- Disease: COVID-19
- Pathogen: SARS-CoV-2
- Location: Marshall Islands
- First outbreak: Wuhan, China
- Index case: Kwajalein
- Arrival date: 29 October 2020
- Confirmed cases: 16,297
- Deaths: 17
- Fatality rate: 0.1%
- Vaccinations: 39,268 (fully vaccinated)

= COVID-19 pandemic in the Marshall Islands =

The COVID-19 pandemic in the Marshall Islands was part of the worldwide pandemic of coronavirus disease 2019 (COVID-19) caused by severe acute respiratory syndrome coronavirus 2 (SARS-CoV-2). The virus was confirmed to have reached the Marshall Islands on 28 October 2020, but remained confined to quarantined arrivals (no domestic community spread) until August 2022. The first known community transmission cases of COVID-19 were confirmed in Majuro on August 8, 2022, ending the country's COVID-free status. The first confirmed death from COVID-19 in the Marshall Islands occurred on August 11, 2022.
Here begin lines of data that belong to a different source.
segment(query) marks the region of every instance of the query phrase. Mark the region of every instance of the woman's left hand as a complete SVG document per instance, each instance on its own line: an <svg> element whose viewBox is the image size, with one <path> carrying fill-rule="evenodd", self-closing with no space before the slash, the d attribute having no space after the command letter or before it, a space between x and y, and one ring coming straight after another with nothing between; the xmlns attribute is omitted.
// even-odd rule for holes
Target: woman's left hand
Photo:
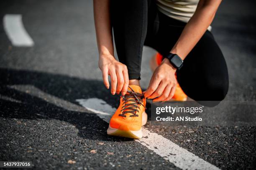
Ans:
<svg viewBox="0 0 256 170"><path fill-rule="evenodd" d="M149 85L143 92L146 98L154 99L153 101L168 101L175 91L177 81L176 69L165 58L154 71Z"/></svg>

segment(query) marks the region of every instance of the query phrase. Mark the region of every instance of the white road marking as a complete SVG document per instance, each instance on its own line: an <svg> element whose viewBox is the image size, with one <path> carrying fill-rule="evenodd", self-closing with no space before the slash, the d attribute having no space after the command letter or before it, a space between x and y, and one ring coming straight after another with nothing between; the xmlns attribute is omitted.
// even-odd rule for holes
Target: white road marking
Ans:
<svg viewBox="0 0 256 170"><path fill-rule="evenodd" d="M97 98L77 100L82 107L44 92L32 85L14 85L8 87L69 110L96 114L108 123L116 110L105 101ZM183 170L220 170L160 135L151 132L145 128L143 128L143 138L135 141L153 150L177 167Z"/></svg>
<svg viewBox="0 0 256 170"><path fill-rule="evenodd" d="M54 104L68 110L95 113L84 107L46 93L33 85L9 85L8 87L22 92L29 94L30 95L43 99L48 103Z"/></svg>
<svg viewBox="0 0 256 170"><path fill-rule="evenodd" d="M100 112L97 113L99 112L95 112L95 113L108 123L111 115L115 113L116 110L107 104L105 101L97 98L76 100L87 109L91 111L100 110ZM104 114L102 115L101 112ZM107 115L107 113L110 113L109 115ZM106 116L109 116L109 118L107 118ZM150 132L145 128L142 129L143 138L136 141L165 160L168 160L177 167L183 170L220 169L163 136Z"/></svg>
<svg viewBox="0 0 256 170"><path fill-rule="evenodd" d="M34 42L24 27L21 15L6 14L3 19L5 32L13 46L31 47Z"/></svg>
The Marshall Islands were the first country in the Pacific Islands to start its COVID-19 vaccination program, which commenced in December 2020.

== Background ==
On 12 January 2020, the World Health Organization (WHO) confirmed that a novel coronavirus was the cause of a respiratory illness in a cluster of people in Wuhan City, Hubei Province, China, which was reported to the WHO on 31 December 2019.

The case fatality ratio for COVID-19 has been much lower than SARS of 2003, but the transmission has been significantly greater, with a significant total death toll.

==Timeline==

Cases
Deaths

The first cases in the country were reported on 28 October 2020, among two members of the US Army Garrison, who were among a group of 300 Marshall Islanders abroad being repatriated.

The two cases, a man and woman who arrived at a US airfield in Kwajalein tested negative for the virus in Hawaii a week before their arrival. The disaster committee of the Marshall Islands has said "there was no threat of community transmission" and that no lockdown would be implemented until further notice.

On 29 December 2020, the Marshall Islands became the first country in the Pacific to start its COVID-19 vaccinations. A group of high ranking leaders joined with Ministry of Health's doctors and nurses were the first to receive the United States government provided vaccines.

By 13 April 2021, the Marshall Islands reached an adult population vaccination rate of nearly 75% in the "main towns" with their first dose. After completing the urban areas, the Ministry of Health and Human Services planned to distribute Moderna and Johnson & Johnson vaccines to the most remote islands of the country to vaccinate the rest of the population. The 20,000 vaccine doses were provided as a donation by the United States and were deemed sufficient to cover every island's populations.

August 2022 saw the first outbreak of the virus in the Marshall Islands.

==Statistics==
=== Cases by islands ===

Cases by islands as of 25 November 2022
| Island | Cases | Recovered | Deaths | References |
|---|---|---|---|---|
| Ailinglaplap | 163 | 163 | 0 |  |
| Ailuk | 198 | 198 | 0 |  |
| Arno | 363 | 363 | 0 |  |
| Aur | 150 | 150 | 0 |  |
| Ebon | 13 | 13 | 0 |  |
| Jaluit | 783 | 783 | 0 |  |
| Kwajalein | 3,154 | 3,143 | 4 |  |
| Majuro | 9,883 | 9,869 | 12 |  |
| Maloelap | 200 | 200 | 0 |  |
| Mejit | 115 | 115 | 0 |  |
| Mili | 72 | 49 | 0 |  |
| Utrik | 102 | 102 | 0 |  |
| Wotje | 345 | 344 | 1 |  |
|  | 15,541 | 15,524 | 17 |  |

==Vaccination==
By the end of 2022, 80% the population had been fully vaccinated, and a significant population had also received a booster dose.